Em tuíte do ano passado que a reportagem resgatou, ainda antes de sair o resultado das urnas, Bolsonaro dissera que “incentivos à cultura permanecerão”, porém ele destacou na ocasião que seria destinado a “artistas talentosos que estão iniciando suas carreiras e não possuem estrutura”. “O que acabará são os milhões de dinheiro público financiando ‘famosos’ sob falso argumento de incentivo cultural”, escrevera então candidato.

Exceções

Apesar de ter anunciado redução no teto da Lei Rouanet, o governo de Jair Bolsonaro pode abrir exceções. Conforme reportagem publicada no jornal “Folha de São Paulo” na edição de ontem, o limite estipulado pelo presidente não vai servir para todos os casos. A nova instrução de como será a normativa daqui para frente deve ser anunciada na próxima semana.

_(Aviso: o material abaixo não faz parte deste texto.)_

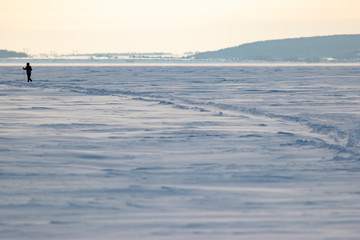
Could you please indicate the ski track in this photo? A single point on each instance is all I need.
(180, 152)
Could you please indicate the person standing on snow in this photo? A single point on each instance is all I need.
(28, 69)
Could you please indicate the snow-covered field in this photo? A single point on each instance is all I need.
(180, 152)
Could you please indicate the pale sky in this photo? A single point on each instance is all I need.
(177, 26)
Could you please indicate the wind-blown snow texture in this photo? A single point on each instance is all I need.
(180, 152)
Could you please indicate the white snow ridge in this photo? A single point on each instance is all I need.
(180, 152)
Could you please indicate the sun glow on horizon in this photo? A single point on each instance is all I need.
(166, 25)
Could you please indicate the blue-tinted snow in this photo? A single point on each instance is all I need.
(180, 152)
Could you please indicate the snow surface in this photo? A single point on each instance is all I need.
(180, 152)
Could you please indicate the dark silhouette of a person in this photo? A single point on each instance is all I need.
(28, 69)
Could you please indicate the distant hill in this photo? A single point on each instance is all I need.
(335, 48)
(12, 54)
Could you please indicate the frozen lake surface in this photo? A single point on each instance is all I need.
(180, 152)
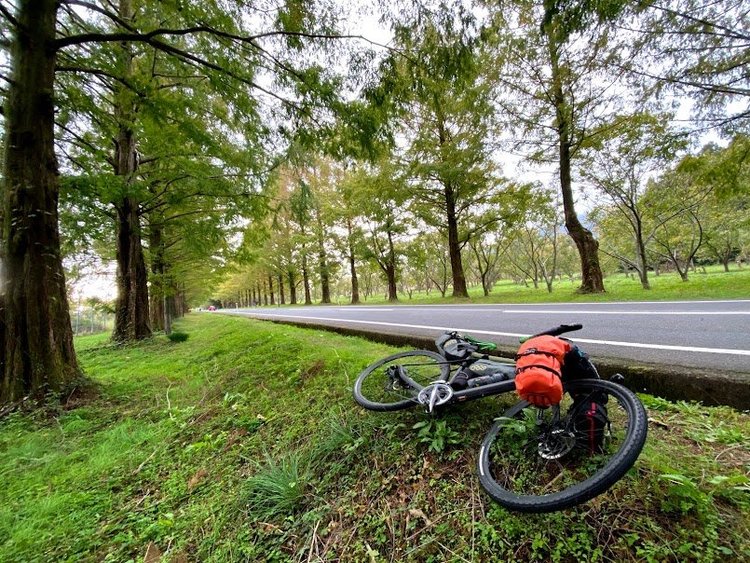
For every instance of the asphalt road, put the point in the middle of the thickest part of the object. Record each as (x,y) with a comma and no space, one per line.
(714,335)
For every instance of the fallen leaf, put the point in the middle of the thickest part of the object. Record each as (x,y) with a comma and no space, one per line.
(196,479)
(153,554)
(417,513)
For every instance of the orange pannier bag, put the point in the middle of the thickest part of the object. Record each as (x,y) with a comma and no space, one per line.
(538,369)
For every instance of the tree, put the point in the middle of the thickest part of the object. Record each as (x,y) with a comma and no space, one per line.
(555,87)
(698,48)
(639,147)
(380,198)
(442,108)
(37,346)
(36,338)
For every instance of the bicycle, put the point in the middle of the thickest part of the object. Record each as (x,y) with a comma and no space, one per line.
(532,459)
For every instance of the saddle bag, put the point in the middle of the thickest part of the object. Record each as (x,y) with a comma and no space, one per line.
(539,363)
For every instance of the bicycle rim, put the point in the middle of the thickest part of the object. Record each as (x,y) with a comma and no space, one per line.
(378,387)
(533,460)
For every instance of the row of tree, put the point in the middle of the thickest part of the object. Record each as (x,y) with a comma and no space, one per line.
(175,124)
(353,232)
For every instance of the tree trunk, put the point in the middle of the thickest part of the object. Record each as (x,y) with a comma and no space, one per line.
(454,248)
(592,279)
(282,298)
(306,278)
(390,270)
(292,288)
(36,351)
(158,289)
(131,309)
(392,289)
(352,264)
(325,284)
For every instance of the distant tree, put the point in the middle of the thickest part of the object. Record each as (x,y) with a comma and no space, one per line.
(618,163)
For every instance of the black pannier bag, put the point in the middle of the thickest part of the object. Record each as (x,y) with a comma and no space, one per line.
(588,414)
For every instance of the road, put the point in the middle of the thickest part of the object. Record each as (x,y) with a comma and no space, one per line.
(714,335)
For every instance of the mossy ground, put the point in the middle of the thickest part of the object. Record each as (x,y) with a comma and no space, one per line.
(243,444)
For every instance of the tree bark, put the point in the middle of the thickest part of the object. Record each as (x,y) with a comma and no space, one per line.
(325,283)
(36,350)
(306,277)
(454,247)
(292,288)
(352,263)
(270,289)
(131,309)
(282,298)
(390,270)
(158,289)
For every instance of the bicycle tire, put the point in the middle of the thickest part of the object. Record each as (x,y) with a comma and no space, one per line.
(503,487)
(373,377)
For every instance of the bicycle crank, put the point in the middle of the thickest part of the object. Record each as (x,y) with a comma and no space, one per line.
(434,395)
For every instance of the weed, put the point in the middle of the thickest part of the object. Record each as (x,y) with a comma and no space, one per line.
(436,434)
(178,336)
(279,488)
(243,444)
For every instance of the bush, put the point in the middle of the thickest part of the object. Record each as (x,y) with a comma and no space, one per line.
(178,336)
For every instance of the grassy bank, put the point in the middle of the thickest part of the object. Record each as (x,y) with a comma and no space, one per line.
(243,444)
(714,283)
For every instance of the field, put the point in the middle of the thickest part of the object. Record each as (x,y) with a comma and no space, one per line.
(714,283)
(244,444)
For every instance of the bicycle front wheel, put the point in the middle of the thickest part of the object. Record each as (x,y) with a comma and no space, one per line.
(381,388)
(542,460)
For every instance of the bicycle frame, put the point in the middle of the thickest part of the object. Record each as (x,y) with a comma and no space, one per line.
(469,394)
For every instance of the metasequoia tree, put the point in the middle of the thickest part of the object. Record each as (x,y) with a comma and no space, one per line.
(36,339)
(696,48)
(639,147)
(36,352)
(441,108)
(555,89)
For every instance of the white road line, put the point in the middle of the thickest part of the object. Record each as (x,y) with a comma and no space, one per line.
(583,303)
(583,311)
(728,351)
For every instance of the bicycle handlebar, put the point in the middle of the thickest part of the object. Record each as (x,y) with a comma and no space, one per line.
(557,331)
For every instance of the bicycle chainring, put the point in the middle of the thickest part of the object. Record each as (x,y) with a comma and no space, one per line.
(556,444)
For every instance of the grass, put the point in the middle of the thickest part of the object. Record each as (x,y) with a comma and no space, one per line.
(243,444)
(714,283)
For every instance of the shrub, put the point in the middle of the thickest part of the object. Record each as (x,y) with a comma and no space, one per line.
(178,336)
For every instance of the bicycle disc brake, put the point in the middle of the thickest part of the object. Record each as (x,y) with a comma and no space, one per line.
(434,395)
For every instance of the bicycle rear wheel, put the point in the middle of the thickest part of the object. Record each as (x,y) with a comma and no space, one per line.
(379,387)
(542,460)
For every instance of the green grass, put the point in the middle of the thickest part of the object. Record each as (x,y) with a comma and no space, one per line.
(714,283)
(243,444)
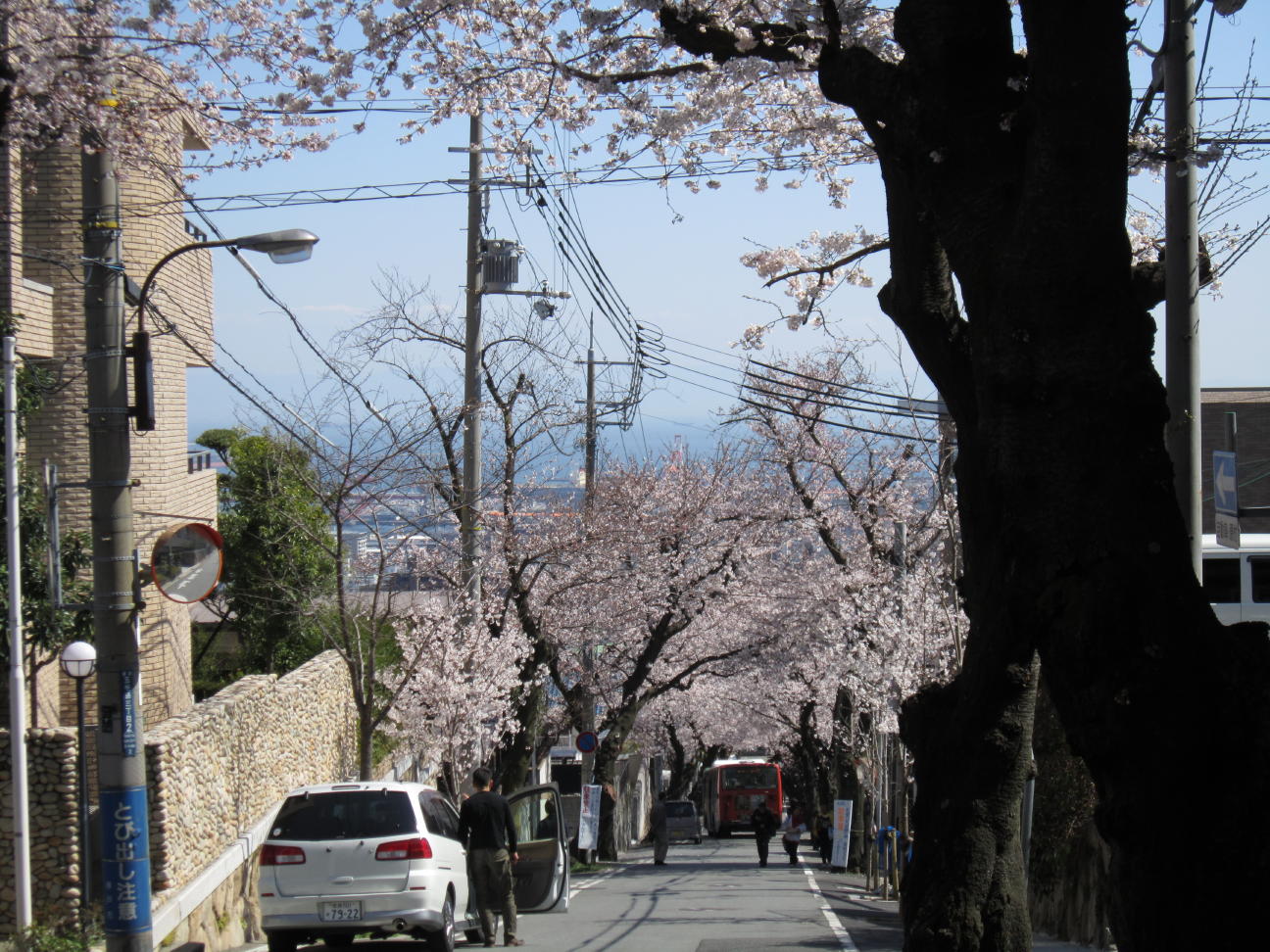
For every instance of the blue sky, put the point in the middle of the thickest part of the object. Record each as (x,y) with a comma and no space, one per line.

Na última terça-feira (9), durante encontro com prefeitos em Brasília, o ministro da cidadania, Osmar Terra, chegou a contradizer a fala de Bolsonaro à Jovem Pan. Segundo Terra, a intenção do Governo Federal é restringir o montante que era destinado a espetáculos musicais e, com isso, manteria os mesmos recursos que eram aplicados nos últimos anos ao cinema, à música, à literatura, ao teatro e à dança.

Produtores que conversaram com o Metamorfose disseram que é necessário lutar para manter viva a Lei Rouanet, mas levaram em consideração os diversos casos em que grandes empresas conseguiram captar recursos e prejudicaram artistas pouco conhecidos. A classe lembrou que o fomento foi durante anos responsável por manter projetos de alto custo no País, especialmente a produção audiovisual.

“Museus, centros culturais e algumas orquestras, que dependem da Rouanet para bancar suas operações anuais, também entrariam na mira, embora esboços do projeto do governo de restrição da lei antes previssem uma exceção para esses casos”, afirma o produtor cultural, diretor artístico e professor do curso de produção cênica, Rafael Blat.

Em entrevista concedida ao JM na Mostra de Cinema de Tiradentes, que conta com recursos oriundo da Lei Rouanet, a documentarista Fabiana Assis afirmou que a classe artística vem sentindo os efeitos das críticas feitas ao incentivo por apoiadores do capitão da reserva do Exército. Ela realizou o longa-metragem “Parque Oeste”, premiado na Mostra Olhos Livres do festival mineiro, com verba federal e teme pelo futuro.

“Ficar recebendo essas críticas de gente que são sabe o que está falando é muito duro. E em todas as artes tem esses ataques. Nós não sabemos de fato o que vai acontecer”, comentou a cineasta, na ocasião, acrescentando que o atual momento é de incerteza. “A gente não sabe o que vai acontecer. Mudou o governo e nós temos bastante dúvidas. O Estado tá falindo”, concluiu.